I am a brand-new comer in dynamical system. I find it interesting that when defining ergodicity of classical dynamical system $(X,\sigma)$, they use $\mu(\sigma^{-1}(E))$ there. Since $\sigma$ is a homeomorphism, why not use $\sigma$ directly?
Moreover, from a classical dynamical system $(X,\sigma)$, we can induce a $C^*$-dynmaical system $(C(X),\mathbb{Z},\sigma)$ where $\sigma_n(f):=f\circ\sigma^{-n}$. Here, they use inverse homeomorphism again. Is it a convention in history or with theoretical background? It would be nice if somebody could explain a little bit. Thank you in advance!
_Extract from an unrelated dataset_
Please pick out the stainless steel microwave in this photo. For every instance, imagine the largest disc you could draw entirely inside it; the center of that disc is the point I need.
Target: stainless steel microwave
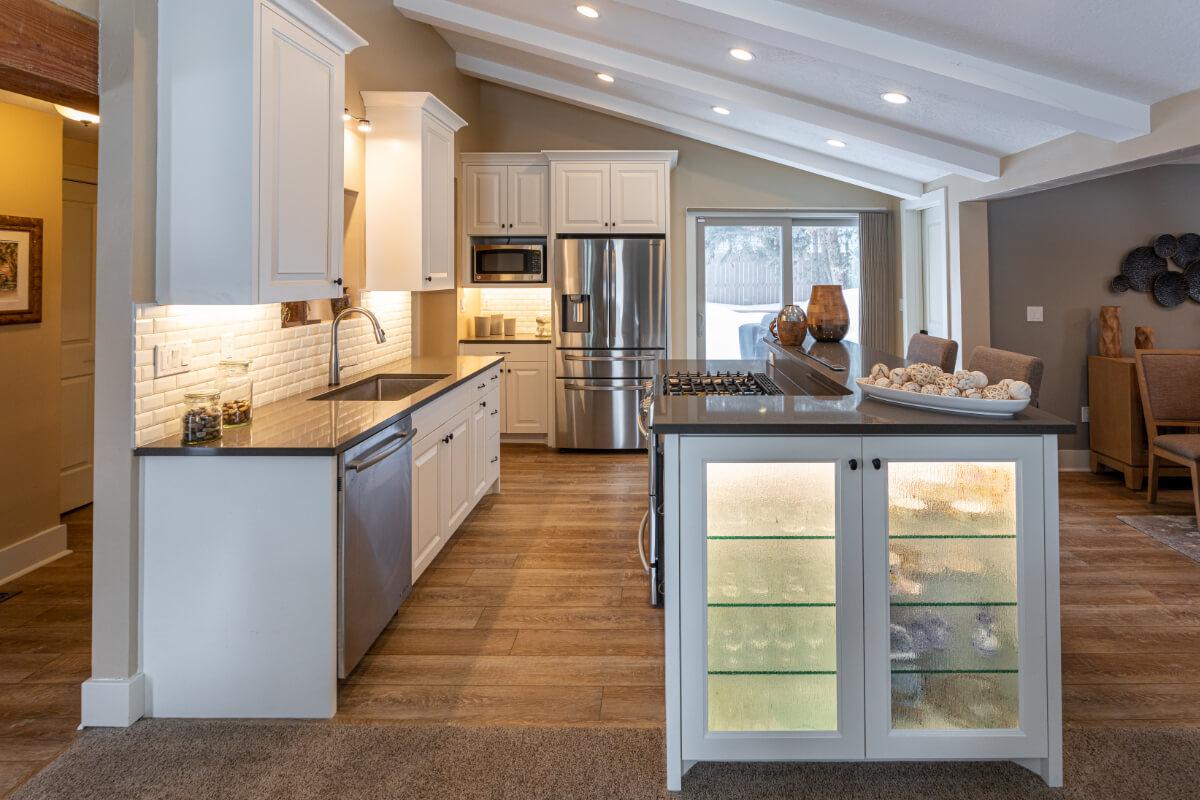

If you have a measurable function $\sigma\colon X \to Y$ and a measure $\mu$ on $X$ you could define a measure $\sigma_\# \mu$ (push forward) as $$ \sigma_\# \mu(E) = \mu(\sigma^{-1}(E)). $$ So, measures go forward and use the inverse of the mapping. Obviously if $\sigma$ is an homeomorphism you could also go backward but this is not so natural...
When applied to sets the inverse of a map has best properties than the direct map itself. For example: $$ \sigma^{-1}(A \cap B) = \sigma^{-1}(A) \cap \sigma^{-1}(B) $$ (the same is true for the union). This explains why continuous and measurable functions can by defined by properties of the inverse map.